Is 21st-Century Hunting More Exciting than in the Past?

Is 21st-Century Hunting More Exciting than in the Past?

I recently read a gun manufacturer’s catalog that stated hunting in the 21st century was “faster, more versatile and more exciting.”


Okay, I get it. The copywriter was trying to excite potential buyers and convince them to purchase the manufacturer’s new, fast-cycling rifle. So, of course, he’s going to emphasize speed. But,the last time I checked, our game animals are no faster than they have been these past millennia. Whitetails still run as fast as they did in the 20th century. Pronghorns still leave them in the dust, but they got their speed by evolving to outrun North American cheetahs, and those haven’t been around for hundreds of thousands of years. So, if anything, pronghorns may have slipped a step or two.

So maybe the “faster” reference was to hunters. But that can’t be right either. Hunters in the 19th century routinely chased down big game on horseback. Many pursued them with coursing hounds. Greyhounds weren’t first bred to chase mechanical rabbits. In contrast, most hunters today seem to sit in blinds for hours on end, slowly awaiting the arrival of a sacrificial lamb. Even hardcore backpack hunters rarely break into more than a fast stride while scouring peaks and valleys for rams, goats, bears and caribou.

No, I’m afraid hunting in the 21st century is, if anything, slower. But what about “more versatile?” Well, I guess English professors would call that a syntactical error. Hunting can be variable, but not versatile. Hunting is an activity, not a person or tool conducting the activity. A hunter can be versatile, hunting deer one day, rabbits the next, Easter eggs after that. And his hunting rifle could be versatile, too, loaded with heavy, fast bullets for deer and lighter, slower bullets for rabbits. It probably wouldn’t be versatile enough for Easter egg hunting.

I think what our copywriter was trying to suggest was the versatility of the rifle he was hyping. That model allows the user to easily and quickly swap barrels, reconfiguring the rifle from, say, a .223 Remington varmint rig to a .338 Winchester Magnum moose and elk rifle. Yes, that is impressive versatility in one rifle. Well done.
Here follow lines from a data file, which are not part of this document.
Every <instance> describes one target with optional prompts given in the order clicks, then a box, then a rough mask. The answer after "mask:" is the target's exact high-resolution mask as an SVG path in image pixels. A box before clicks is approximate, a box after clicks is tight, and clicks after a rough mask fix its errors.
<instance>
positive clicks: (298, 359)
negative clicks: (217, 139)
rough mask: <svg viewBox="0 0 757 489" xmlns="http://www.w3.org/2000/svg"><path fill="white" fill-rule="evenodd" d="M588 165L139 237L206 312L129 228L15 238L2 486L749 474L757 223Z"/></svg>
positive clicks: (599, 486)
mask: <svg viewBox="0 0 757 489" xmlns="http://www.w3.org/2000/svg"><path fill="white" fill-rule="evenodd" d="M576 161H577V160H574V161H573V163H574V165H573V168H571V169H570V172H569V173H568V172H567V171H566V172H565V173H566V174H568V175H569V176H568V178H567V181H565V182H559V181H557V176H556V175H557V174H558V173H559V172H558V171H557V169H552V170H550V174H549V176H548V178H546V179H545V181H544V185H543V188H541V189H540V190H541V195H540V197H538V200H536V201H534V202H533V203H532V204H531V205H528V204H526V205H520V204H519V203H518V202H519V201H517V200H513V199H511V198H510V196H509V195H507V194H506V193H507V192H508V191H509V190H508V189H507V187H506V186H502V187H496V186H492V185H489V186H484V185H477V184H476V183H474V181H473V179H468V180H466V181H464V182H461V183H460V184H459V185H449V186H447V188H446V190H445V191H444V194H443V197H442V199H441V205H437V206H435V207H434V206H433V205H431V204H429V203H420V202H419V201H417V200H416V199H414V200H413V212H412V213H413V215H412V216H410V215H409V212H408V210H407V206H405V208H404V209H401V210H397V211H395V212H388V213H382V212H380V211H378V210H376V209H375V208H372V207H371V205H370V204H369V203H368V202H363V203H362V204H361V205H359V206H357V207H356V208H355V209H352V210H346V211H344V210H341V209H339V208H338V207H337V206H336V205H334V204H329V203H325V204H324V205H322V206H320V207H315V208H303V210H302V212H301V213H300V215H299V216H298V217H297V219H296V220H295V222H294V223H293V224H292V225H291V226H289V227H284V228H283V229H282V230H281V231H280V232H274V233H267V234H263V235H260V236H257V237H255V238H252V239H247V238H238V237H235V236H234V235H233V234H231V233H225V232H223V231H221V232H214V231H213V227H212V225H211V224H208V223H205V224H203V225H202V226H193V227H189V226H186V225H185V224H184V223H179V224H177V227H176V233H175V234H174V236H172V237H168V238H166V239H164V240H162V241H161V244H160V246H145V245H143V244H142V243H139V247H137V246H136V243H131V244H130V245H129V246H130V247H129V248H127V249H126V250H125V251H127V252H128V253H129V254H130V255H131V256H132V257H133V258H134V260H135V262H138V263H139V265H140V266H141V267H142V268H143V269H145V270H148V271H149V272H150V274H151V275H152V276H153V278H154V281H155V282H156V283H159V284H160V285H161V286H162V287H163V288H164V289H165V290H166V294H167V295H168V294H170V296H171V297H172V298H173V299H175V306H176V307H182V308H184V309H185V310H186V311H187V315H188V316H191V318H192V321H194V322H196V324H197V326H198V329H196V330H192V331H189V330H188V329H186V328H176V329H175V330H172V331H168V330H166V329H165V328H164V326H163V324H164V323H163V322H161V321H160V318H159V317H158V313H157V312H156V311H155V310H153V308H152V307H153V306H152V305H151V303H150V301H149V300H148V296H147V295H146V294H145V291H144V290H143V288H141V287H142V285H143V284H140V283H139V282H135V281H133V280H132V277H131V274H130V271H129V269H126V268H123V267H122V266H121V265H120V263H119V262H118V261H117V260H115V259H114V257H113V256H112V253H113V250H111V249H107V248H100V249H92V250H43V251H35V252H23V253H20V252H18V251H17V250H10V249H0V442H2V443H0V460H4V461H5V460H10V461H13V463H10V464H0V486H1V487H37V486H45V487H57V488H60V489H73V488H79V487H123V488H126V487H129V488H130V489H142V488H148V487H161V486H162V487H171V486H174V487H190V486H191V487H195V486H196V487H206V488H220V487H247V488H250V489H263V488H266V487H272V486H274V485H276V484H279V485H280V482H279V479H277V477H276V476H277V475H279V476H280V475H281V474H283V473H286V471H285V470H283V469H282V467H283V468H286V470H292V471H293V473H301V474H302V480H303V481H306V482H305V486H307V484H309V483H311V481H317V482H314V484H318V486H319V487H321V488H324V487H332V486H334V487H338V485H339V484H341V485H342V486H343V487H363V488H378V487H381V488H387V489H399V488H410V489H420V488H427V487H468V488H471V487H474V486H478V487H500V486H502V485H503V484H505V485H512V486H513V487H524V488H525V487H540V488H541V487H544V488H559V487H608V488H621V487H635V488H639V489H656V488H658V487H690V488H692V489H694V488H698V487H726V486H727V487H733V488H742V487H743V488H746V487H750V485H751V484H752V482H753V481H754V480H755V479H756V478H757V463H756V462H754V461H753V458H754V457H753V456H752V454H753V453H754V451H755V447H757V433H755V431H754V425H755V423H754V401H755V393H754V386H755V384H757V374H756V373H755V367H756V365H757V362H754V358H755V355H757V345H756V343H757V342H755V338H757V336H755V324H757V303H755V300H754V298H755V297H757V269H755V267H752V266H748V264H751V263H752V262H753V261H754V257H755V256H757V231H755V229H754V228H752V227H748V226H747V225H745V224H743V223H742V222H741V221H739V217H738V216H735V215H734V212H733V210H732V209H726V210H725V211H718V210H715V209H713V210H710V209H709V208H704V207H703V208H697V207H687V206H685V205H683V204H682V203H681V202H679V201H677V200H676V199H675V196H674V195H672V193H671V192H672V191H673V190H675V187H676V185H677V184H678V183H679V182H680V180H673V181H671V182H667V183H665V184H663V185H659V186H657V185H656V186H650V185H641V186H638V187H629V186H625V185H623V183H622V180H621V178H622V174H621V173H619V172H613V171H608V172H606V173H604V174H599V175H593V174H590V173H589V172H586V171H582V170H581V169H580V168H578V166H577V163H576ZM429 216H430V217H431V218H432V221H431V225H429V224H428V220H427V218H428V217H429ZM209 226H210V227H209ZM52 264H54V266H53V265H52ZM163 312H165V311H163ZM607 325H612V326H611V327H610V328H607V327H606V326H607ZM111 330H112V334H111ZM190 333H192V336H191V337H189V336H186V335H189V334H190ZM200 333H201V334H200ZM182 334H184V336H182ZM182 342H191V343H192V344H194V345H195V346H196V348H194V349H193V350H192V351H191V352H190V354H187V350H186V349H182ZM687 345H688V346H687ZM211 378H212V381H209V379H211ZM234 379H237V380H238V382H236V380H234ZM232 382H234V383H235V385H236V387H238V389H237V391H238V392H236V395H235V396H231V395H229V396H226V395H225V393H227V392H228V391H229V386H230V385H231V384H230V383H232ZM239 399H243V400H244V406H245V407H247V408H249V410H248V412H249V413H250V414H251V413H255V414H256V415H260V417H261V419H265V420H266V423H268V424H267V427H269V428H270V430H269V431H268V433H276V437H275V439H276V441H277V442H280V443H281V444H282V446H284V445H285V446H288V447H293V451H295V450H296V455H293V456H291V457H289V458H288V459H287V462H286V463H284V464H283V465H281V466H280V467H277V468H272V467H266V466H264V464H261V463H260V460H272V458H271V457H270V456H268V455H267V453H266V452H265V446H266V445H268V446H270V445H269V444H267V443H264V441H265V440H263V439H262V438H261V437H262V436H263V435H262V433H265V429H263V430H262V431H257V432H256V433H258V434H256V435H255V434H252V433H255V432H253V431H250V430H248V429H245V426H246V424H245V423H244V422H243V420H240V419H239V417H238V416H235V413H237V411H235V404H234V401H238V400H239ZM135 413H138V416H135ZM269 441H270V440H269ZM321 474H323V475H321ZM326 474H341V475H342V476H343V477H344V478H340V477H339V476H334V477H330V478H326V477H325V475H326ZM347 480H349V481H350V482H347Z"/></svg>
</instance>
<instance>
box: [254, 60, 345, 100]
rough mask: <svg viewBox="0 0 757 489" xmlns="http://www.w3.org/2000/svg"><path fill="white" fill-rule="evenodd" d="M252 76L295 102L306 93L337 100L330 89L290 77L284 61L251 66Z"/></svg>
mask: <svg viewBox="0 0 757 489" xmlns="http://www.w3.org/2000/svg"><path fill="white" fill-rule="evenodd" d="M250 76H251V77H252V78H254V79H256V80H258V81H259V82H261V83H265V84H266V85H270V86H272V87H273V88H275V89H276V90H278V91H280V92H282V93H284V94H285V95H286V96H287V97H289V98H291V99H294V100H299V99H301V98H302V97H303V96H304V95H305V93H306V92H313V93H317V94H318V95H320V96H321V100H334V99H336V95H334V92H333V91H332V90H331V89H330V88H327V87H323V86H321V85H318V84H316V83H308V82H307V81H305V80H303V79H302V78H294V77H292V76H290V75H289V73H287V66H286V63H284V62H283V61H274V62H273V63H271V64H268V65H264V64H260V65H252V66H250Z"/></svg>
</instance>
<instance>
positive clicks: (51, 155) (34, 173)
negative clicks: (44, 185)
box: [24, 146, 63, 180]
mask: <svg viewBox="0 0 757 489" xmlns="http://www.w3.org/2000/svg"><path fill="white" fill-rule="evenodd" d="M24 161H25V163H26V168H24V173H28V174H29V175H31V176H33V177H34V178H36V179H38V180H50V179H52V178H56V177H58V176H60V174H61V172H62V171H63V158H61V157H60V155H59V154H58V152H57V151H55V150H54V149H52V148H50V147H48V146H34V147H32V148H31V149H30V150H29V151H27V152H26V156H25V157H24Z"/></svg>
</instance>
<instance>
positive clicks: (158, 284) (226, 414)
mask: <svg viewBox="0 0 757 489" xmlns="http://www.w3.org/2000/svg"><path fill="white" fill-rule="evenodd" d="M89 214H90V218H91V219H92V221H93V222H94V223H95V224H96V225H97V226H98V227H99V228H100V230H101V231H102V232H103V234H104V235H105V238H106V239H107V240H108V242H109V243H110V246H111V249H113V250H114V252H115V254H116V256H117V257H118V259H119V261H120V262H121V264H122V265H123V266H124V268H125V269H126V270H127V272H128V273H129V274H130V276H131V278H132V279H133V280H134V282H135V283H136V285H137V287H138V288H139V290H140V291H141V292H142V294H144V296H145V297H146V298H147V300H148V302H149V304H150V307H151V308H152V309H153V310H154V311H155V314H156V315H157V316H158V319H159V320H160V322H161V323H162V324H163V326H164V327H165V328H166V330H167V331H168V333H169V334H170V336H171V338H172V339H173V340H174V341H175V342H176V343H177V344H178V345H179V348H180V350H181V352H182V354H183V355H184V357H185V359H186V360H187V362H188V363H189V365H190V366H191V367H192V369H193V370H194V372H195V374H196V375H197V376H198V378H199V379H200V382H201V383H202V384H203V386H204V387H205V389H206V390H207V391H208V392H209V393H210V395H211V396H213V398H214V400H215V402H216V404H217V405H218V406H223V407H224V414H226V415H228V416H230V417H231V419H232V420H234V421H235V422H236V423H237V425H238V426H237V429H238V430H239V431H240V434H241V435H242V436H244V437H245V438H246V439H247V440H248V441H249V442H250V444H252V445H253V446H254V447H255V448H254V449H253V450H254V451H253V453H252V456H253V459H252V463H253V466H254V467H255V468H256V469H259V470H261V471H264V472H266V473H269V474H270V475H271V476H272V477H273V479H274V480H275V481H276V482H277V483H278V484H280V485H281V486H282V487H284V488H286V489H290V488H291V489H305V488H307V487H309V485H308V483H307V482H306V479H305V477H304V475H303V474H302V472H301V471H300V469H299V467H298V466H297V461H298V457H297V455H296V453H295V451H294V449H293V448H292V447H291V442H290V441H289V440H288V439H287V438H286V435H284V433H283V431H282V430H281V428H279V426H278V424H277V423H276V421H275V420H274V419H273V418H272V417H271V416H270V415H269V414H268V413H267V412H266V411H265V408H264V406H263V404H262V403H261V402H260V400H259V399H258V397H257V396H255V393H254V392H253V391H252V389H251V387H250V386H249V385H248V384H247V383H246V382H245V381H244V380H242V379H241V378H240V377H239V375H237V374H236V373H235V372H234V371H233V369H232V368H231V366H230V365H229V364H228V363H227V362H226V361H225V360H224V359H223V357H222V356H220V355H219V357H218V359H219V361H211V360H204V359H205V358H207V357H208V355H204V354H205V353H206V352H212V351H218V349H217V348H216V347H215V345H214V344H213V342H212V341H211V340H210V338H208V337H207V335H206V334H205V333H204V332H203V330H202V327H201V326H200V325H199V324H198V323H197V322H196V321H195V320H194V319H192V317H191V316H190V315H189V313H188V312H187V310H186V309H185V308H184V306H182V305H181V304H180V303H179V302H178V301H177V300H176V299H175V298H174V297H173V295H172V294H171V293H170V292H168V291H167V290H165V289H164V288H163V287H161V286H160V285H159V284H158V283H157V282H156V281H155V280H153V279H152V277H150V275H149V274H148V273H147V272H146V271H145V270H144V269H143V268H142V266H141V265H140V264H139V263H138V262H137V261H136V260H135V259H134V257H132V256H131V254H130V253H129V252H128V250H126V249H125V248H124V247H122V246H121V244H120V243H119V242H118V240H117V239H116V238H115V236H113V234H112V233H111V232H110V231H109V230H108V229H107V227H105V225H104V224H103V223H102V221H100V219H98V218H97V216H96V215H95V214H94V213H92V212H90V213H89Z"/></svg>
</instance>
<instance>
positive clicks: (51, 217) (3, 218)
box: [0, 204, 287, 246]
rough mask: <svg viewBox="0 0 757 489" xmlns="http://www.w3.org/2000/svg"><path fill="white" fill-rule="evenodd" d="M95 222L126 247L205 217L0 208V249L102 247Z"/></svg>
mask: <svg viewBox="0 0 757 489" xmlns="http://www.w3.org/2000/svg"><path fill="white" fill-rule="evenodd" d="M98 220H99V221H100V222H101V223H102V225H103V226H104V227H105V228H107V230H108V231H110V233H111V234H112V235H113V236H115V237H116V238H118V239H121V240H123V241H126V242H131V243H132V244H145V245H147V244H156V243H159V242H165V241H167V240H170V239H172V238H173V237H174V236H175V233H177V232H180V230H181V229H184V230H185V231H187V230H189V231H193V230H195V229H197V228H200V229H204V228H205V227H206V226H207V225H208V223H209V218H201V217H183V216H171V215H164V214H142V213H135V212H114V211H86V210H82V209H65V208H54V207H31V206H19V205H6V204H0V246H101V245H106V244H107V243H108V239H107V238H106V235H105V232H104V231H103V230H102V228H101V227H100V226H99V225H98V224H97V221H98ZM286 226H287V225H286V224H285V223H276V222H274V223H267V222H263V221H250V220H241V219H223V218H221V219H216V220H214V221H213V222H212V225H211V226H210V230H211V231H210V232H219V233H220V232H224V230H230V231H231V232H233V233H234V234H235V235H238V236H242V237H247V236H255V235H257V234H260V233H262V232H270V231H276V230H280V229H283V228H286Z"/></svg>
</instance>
This brings us to the most exciting claim in this ad copy. Is hunting more exciting in the 21st century? Uh… no. Considering that some hunters shoot their game from 300, 500, 600, even 1,200 yards away, this can’t compare to the excitement a Lakota must have felt while riding knee-to-shoulder alongside a thundering herd of bison. It can’t compare to what a Pygmy felt while slipping beneath a Congo elephant to jab a spear into its chest. Nor can today’s hunter with a larder full of supermarket foods match the salivating anticipation of a 17th-century pioneer pursuing his Thanksgiving turkey with a flintlock smoothbore. No, an honest assessment of potential hunting thrills can’t prove that 21st-century hunting is more exciting than all previous hunting. But I’m betting it can be equally exciting.

Buffalo Hunt, 1891, Charles M. Russell

I base this on memories from my own first hunts and from my observations of today’s kids indulging theirs. Christmas morning pales in comparison.

Capturing this level of quivering excitement in words is impossible. Not even the best actors under the best directors guided by the best writers and filmed by the finest videographers can produce a reasonable facsimile of true hunting excitement. Because it’s inside. Inside the head and heart and guts and frenzied limbs of the hunter who is too tightly wired to sit still, yet too flooded with adrenaline for muscular control. They call it buck fever.

Buck fever is hard to explain. It starts with ideas and dreams. These evolve into hopes and longing that build into anticipation. And then it explodes like a starburst when a delicate crunching directs attention to a bough that bounces to reveal gray hair that resolves into a neck above which sparkle two black eyes overwhelmed by a thicket of bones that beat and drum the hunter numb. It is a deer, just a buck deer with the usual secondary sexual characteristic—external bones grown and polished for the annual rut. These deciduous bones are supposed to intimidate rivals and impress potential mates, but through some inexplicable, unscheduled, mysterious psychological force felt by no other species on the planet, they bedazzle, disorient and befuddle what is commonly assumed to be the most intelligent animal. Us. 

When thus bewitched as a teenager I had sufficient self-control to lift my bow, point it in the general direction of the buck tormenting me, and grip the string and arrow nock so hard that I lifted the shaft from the bow rest. It was cockeyed to such a degree that, upon the string’s release, the arrow shot nearly straight up, arced just beyond the deer and drilled itself vertically into the prairie. The buck looked back at it quizzically, then resumed its walk past me, a shivering, quivering mass of youthful humanity hiding in the bushes. 

So maybe our overly enthusiastic copywriter got that last claim right. Hunting in the 21st century is more exciting. Every hunting season is more exciting. Which is why we keep coming back for more.